When the Cubs hosted the Nats back on Opening Day, Washington was coming off an 80-81 2011 campaign with a seemingly decent shot at contending for the playoffs this season. Five months later, the Nats are virtually assured of a postseason spot after seeing their wealth of young talent find sustained Major League success at the same time.
So with the Cubs toiling 31 games behind the Reds in the National League Central entering Thursday, manager Dale Sveum recognizes a potential roadmap for his club.
"It just goes to show where you've got to be, when it's all said and done," Sveum said of the Nats' success. "Every position, the pitching, everything -- it just goes to show a lot of young guys that, wow, this is what a contending, World Series-type team looks like.
"They've got to understand there's a lot of people on this field for the Nationals that lost 100 games a couple years in a row. There is light at the end of the tunnel, but all these guys have improved quite a bit over their Major League careers."

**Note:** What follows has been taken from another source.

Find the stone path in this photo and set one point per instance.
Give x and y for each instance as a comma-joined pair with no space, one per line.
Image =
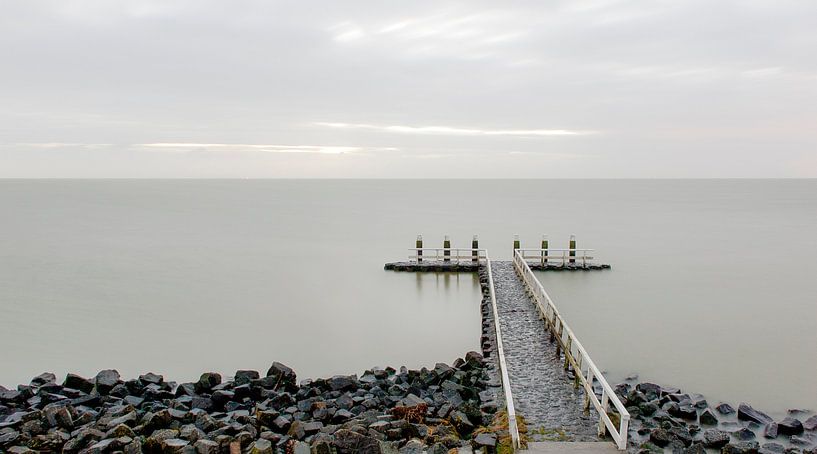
543,392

Sveum's comments came at an interesting time, one afternoon after he said Wednesday night's 9-1 loss to the Nats was "just men playing against boys." Indeed, the Cubs have used 20 rookies -- including 11 pitchers -- this season, a feat that hasn't occurred since 1974.
Even more interesting -- and, perhaps contradictory -- is the timing of the comment after it was 19-year-old Bryce Harper who did the most damage for the Nats on Wednesday. Harper knocked two solo homers to finish 2-for-3 with two walks.
"Yeah, I thought about that after I said that," Sveum said. "It's a 19-year-old kid. One thing about him, even in the history of the game, there's been only a couple of those kind that have ever come along. Alex Rodriguez was almost 20 years ago now, and obviously [Harper's] another one of those people to come around."
Regarding Harper's home runs, the first of which struck the back wall of the Cubs' bullpen in left-center field, Sveum was even more superlative.
"That's about as good as I've seen bat speed in the big leagues, period, let alone from a 19-year-old kid," he said.